Darüber habe ich in meiner Vergangenheit natürlich viel nachgedacht. Heute weiss ich so viel über Suizid, wie ich damals niemals wusste. Und jetzt im Nachhinein fällt mir natürlich auf, dass Anzeichen vorhanden waren. Doch damals war der Gedanke, dass er sich töten könnte, niemals präsent. Nach dem Tod meines Bruders, vier Jahre zuvor, ging es ihm nur noch schlecht. Das wussten wir alle. Er hat sich verändert, war depressiv. Wir waren für ihn da, haben versucht mit ihm zu reden, ihn gebeten, einen Therapeuten aufzusuchen, aber das wollte er nicht. Man kann Hilfe anbieten, aber man muss sie nicht annehmen. Und wenn sie eben nicht angenommen wird, dann funktioniert das halt nicht. Dazu kommt, dass wir ein Vater-Tochter-Verhältnis hatten und hier die Respekt-Frage im Vordergrund stand. Nein, verhindern hätte ich es nicht können. Wenn sich jemand wirklich töten will, dann findet er oder sie einen Weg das zu machen.
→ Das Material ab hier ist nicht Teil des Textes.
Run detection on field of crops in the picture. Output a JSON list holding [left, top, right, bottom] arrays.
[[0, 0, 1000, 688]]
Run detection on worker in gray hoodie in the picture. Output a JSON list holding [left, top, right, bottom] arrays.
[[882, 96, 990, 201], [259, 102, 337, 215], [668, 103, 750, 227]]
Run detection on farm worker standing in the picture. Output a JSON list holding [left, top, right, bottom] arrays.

Mit 34 Jahren hast du mehr Erfahrungen und Schicksalsschläge erlebt, als so manch anderer. Kannst du daraus auch ein positives Fazit ziehen?

Das Positive ist, dass ich wieder grosses Vertrauen in mich selbst gewonnen habe und heute wieder ein sehr glückliches Leben führen darf. Zudem schätze ich die kleinen Dinge im Leben wieder viel mehr. Heute habe ich grossen Respekt vor dem, was mir täglich passiert und wiederfährt. Sehe die Dinge mit anderen Augen, kann mich über die kleinen Sachen im Leben wahnsinnig freuen und geniesse die stillen Momente viel bewusster als in meinem Leben davor. Ich schätze viel mehr die Menschen in meinem Leben und geniesse jeden Moment mit ihnen an meiner Seite.
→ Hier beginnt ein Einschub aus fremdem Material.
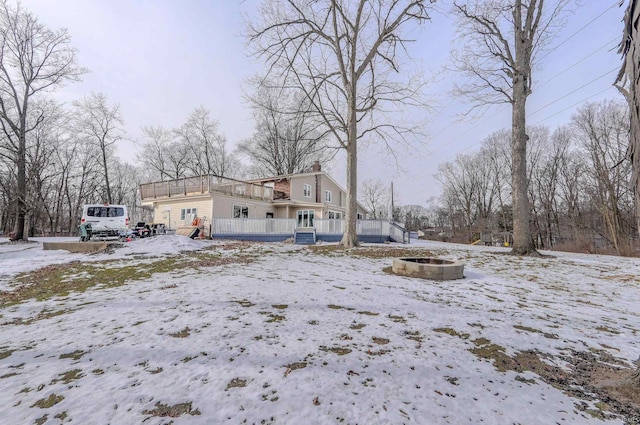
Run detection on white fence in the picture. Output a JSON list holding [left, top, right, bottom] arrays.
[[387, 223, 409, 243], [211, 218, 403, 241], [211, 218, 296, 237]]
Dein Buch «Papa hat sich erschossen» ist einerseits ein Erzähl-Roman, andererseits hast du damit deine eigene Trauer verarbeitet. Wie ging es dir dabei?

Das Buch zu schreiben war unglaublich befreiend für mich und gleichzeitig eine Selbstthera-pie vom Feinsten. Ich habe es mir so richtig von der Seele geschrieben und hatte dabei auch das Gefühl, dass ich die letzten fünf Jahre nochmals wiedererleben durfte. Ich hatte dabei natürlich viel geweint, aber ebenso viel gelacht, weil mich Erinnerungen an meine Kindheit, die ich mit meinem Vater erleben und teilen durfte, eingeholt haben. Diese Erfahrung beim Schreiben des Buches hat mir meinen Vater wieder zurückgebracht.

«Die Zeit heilt alle Wunden», ja?

Nein, leider nicht. Aber die Zeit macht’s besser. Und die Zeit verändert die Dinge und sie ändert, wie man die Dinge sieht. Diese Wunde wird nie heilen können, weil sie zu meinem Leben gehört. Es wird nie eine Zeit geben, in der der Tod meines Vaters oder meines Bruders nicht schmerzt. Das erscheint mir auch nicht richtig. Aber die Trauer, die ich jetzt habe ist eine ganz andere, als am Anfang. Und auch mein Leben ist jetzt wieder schön und glücklich. Die Zeit tut in dem Sinne schon was für einen, aber sie heilt auf keinen Fall alle Wunden.